Dans le second arrêt (G. c/France, 23 février 2012), la Cour européenne condamne la France sur le fondement de l’article 3 de la CEDH au motif que la détention pendant quatre ans du requérant, atteint de graves troubles psychiatriques, constitue un traitement inhumain et dégradant. La France avait déjà été sanctionnée pour l’emprisonnement d’une personne souffrant de troubles mentaux sévères, dans un arrêt Rivière c/France, du 11 juillet 2006. La Cour européenne avait estimé que « l’état d’un prisonnier dont il est avéré qu’il souffrait de graves problèmes mentaux et présentait des risques suicidaires, même si jusqu’à présent ceux-ci ne se sont pas réalisés, appelle des mesures particulièrement adaptées en vue d’assurer la compatibilité de cet état avec les exigences d’un traitement humain, quelle que soit la gravité des faits à raison desquels il a été condamné ». Les juges avaient relevé que la détention du requérant « sans encadrement médical actuellement approprié, constitu[ait] une épreuve particulièrement pénible et l’a[vait] soumis à une détresse ou à une épreuve d’une intensité qui excède le niveau inévitable de sou rance inhérent à la détention ». Ce sont ainsi l’insuffisance des soins médicaux prodigués à M. Rivière, de même que son incarcération dans des conditions manifestement inadéquates, qui avaient motivé la condamnation.

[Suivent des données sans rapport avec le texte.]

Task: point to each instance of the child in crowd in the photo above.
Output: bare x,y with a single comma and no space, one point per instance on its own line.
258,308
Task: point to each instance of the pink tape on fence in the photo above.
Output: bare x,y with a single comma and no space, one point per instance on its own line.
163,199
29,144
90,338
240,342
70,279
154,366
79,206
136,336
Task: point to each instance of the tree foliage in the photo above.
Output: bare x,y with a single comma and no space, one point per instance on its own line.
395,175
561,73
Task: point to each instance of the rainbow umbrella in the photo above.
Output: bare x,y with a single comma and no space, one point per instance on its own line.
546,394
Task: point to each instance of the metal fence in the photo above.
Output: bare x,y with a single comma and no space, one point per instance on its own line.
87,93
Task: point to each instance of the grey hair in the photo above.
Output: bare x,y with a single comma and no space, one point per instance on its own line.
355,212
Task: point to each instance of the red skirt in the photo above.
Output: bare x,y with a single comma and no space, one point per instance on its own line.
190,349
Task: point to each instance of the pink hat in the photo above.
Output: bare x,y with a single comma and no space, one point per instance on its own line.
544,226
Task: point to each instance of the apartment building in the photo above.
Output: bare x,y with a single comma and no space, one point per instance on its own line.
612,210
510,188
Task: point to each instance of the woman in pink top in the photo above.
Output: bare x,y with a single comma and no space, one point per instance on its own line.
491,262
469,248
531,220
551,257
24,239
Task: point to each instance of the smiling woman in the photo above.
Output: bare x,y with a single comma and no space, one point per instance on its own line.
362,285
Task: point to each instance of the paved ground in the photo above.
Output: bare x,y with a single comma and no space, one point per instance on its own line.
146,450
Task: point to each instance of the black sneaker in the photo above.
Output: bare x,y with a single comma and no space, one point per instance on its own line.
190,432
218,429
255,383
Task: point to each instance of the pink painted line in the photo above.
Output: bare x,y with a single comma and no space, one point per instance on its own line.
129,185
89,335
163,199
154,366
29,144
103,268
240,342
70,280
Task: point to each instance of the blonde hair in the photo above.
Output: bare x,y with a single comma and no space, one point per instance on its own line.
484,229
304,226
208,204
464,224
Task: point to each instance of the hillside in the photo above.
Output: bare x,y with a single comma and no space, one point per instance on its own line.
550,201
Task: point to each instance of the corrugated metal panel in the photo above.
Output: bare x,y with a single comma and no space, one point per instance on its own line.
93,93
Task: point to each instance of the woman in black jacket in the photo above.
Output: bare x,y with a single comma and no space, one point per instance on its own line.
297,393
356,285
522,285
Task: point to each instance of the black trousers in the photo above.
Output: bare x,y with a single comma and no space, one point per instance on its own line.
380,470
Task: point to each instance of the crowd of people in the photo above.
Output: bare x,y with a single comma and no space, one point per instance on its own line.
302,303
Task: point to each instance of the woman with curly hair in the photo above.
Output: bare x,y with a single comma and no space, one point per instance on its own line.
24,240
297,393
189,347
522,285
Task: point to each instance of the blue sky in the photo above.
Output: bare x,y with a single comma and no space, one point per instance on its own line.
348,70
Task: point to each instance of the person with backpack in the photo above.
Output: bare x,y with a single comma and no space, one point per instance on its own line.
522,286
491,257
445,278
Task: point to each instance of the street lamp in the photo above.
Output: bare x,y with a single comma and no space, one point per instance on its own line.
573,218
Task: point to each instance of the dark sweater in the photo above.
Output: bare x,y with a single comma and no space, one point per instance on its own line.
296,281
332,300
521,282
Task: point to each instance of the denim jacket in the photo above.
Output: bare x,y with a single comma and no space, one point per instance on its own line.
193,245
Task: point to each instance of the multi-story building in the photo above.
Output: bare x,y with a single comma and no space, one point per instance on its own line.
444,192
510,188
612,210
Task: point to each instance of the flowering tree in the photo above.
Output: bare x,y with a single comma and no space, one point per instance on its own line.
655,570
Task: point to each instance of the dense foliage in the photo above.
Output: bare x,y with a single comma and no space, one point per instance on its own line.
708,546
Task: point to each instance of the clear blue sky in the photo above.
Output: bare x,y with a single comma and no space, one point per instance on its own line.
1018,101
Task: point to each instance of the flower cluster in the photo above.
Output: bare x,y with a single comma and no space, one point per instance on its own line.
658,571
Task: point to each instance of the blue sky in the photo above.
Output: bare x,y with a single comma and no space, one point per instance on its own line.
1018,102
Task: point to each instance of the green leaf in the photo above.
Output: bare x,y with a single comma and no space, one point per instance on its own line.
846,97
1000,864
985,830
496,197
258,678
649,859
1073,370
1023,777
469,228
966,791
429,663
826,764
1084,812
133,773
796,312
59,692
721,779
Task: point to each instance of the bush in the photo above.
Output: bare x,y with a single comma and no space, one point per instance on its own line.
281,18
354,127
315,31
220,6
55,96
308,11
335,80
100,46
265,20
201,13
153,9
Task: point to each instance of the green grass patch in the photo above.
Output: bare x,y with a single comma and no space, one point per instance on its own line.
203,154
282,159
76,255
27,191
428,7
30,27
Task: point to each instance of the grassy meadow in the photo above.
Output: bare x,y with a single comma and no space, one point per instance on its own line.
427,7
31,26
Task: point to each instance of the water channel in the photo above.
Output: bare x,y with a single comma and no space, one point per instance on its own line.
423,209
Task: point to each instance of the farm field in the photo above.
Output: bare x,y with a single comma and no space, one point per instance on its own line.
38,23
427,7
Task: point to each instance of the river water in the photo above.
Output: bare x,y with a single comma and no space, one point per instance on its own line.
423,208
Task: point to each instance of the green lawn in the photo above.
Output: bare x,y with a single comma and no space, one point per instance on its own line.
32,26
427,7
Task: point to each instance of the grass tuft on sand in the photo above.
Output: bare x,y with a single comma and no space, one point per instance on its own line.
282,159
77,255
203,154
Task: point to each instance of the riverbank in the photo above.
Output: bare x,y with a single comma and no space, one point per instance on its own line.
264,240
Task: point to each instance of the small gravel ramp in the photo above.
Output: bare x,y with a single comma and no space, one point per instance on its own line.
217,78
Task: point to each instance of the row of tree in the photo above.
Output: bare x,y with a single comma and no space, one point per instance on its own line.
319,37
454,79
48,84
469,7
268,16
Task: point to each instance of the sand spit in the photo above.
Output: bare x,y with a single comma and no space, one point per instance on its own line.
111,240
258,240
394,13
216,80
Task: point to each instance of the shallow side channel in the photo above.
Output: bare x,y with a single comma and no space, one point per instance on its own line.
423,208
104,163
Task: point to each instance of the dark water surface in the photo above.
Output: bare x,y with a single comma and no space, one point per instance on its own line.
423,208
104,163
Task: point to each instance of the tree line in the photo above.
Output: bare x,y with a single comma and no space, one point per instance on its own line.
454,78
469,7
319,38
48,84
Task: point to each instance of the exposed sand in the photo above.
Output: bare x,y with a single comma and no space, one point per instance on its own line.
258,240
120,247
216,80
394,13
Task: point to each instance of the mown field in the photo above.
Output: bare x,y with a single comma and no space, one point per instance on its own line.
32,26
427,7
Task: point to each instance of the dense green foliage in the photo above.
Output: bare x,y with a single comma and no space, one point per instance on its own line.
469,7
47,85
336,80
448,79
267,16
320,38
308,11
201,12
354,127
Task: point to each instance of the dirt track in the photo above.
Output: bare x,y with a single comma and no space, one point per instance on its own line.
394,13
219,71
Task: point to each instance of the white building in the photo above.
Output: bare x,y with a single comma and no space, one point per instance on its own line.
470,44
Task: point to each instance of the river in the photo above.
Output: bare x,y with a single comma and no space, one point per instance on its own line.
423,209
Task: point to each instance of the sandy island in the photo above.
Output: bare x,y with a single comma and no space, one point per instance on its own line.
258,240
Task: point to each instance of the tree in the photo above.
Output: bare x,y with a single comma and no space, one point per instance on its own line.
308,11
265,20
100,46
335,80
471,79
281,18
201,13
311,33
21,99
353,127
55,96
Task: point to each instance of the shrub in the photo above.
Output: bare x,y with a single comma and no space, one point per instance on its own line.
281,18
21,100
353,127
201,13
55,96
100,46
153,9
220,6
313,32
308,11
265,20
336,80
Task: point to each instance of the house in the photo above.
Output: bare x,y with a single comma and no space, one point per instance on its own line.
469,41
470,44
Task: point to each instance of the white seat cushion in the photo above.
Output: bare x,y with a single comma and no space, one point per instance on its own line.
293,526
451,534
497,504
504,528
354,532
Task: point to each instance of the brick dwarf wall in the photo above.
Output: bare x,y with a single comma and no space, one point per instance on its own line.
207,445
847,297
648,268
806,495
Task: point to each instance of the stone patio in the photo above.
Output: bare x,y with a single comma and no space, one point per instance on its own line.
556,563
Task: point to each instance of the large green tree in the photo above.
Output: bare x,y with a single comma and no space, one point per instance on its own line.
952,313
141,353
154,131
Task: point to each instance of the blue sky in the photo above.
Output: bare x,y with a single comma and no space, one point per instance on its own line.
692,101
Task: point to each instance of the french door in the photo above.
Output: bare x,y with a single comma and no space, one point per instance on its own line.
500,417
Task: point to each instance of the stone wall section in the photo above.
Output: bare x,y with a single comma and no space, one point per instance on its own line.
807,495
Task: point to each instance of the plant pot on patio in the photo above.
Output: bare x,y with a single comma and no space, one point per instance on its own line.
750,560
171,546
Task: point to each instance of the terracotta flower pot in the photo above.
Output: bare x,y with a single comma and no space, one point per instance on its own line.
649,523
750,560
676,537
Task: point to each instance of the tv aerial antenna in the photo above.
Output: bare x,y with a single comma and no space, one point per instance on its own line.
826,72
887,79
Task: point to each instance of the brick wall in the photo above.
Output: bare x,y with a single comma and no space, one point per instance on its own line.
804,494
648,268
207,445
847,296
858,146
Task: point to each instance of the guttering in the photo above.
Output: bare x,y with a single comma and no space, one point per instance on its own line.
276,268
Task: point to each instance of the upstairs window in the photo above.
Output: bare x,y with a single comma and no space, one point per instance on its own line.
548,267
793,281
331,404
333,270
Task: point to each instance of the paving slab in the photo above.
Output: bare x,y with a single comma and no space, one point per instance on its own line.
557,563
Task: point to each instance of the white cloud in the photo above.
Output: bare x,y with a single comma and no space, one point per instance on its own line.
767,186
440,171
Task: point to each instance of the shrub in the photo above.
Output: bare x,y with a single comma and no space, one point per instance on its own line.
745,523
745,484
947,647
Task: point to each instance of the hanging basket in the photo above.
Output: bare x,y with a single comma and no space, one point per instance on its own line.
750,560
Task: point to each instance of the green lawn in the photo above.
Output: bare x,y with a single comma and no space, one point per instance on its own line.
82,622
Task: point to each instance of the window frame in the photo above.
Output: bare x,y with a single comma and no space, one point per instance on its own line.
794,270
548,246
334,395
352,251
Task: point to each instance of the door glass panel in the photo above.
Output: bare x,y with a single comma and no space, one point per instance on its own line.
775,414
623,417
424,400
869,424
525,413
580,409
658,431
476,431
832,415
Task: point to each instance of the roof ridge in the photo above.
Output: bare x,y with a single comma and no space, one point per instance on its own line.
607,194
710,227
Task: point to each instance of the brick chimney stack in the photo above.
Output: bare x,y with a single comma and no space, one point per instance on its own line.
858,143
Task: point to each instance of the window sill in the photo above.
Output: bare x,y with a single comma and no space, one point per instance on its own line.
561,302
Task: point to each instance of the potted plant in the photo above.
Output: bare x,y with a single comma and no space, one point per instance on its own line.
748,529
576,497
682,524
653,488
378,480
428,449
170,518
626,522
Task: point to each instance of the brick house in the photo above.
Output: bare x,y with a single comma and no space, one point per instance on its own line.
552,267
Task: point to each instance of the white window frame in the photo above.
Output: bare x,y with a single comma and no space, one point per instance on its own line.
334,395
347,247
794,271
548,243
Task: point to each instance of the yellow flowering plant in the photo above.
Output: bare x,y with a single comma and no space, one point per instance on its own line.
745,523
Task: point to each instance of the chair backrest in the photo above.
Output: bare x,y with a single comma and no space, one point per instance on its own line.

Avec l’arrêt G. c/France, la Cour européenne semble aller encore un peu plus loin. Dans cette affaire, ce n’est pas la carence de soins qui est en cause. Atteint d’une psychose chronique de type schizophrénique, M. G. avait fait l’objet de soins réguliers durant sa détention, que ce soit dans le cadre de placements en hôpital psychiatrique ou lors de séjours au sein du SMPR de la maison d’arrêt des Baumettes. Pour la Cour européenne, « l’extrême vulnérabilité du requérant appelait (…) des mesures aptes à ne pas aggraver son état mental, ce que n’ont pas permis les nombreux allers-retours de celui-ci entre la détention ordinaire et ses hospitalisations ». Dès lors, « il était vain d’alterner les séjours à l’hôpital psychiatrique et en prison, les premiers étant trop brefs et aléatoires, les seconds incompréhensibles et angoissants pour le requérant, dangereux pour lui-même et autrui ». Ce faisant, la Cour estime que « l’alternance des soins, en prison et dans un établissement spécialisé, et de l’incarcération faisait manifestement obstacle à la stabilisation de l’état de l’intéressé, démontrant ainsi son incapacité à la détention au regard de l’article 3 de la Convention ». En d’autres termes, le milieu carcéral était en soi inadapté à l’état de santé de M. G. et a entravé le traitement médical nécessaire, lui infligeant par là-même une souffrance d’une intensité incompatible avec les stipulations de l’article 3. C’est ainsi qu’avec l’arrêt G. c/France, une étape vers la reconnaissance d’un droit à l’hospitalisation semble avoir été franchie au profit des personnes détenues atteintes de troubles psychiatriques graves.
Nicolas Ferran
1. Cour EDH, De Donder et De Clippel c/Belgique, 6 décembre 2011, n° 8595/06.
2. Cour EDH, G. c/France, 23 février 2012, req. n° 27244/09.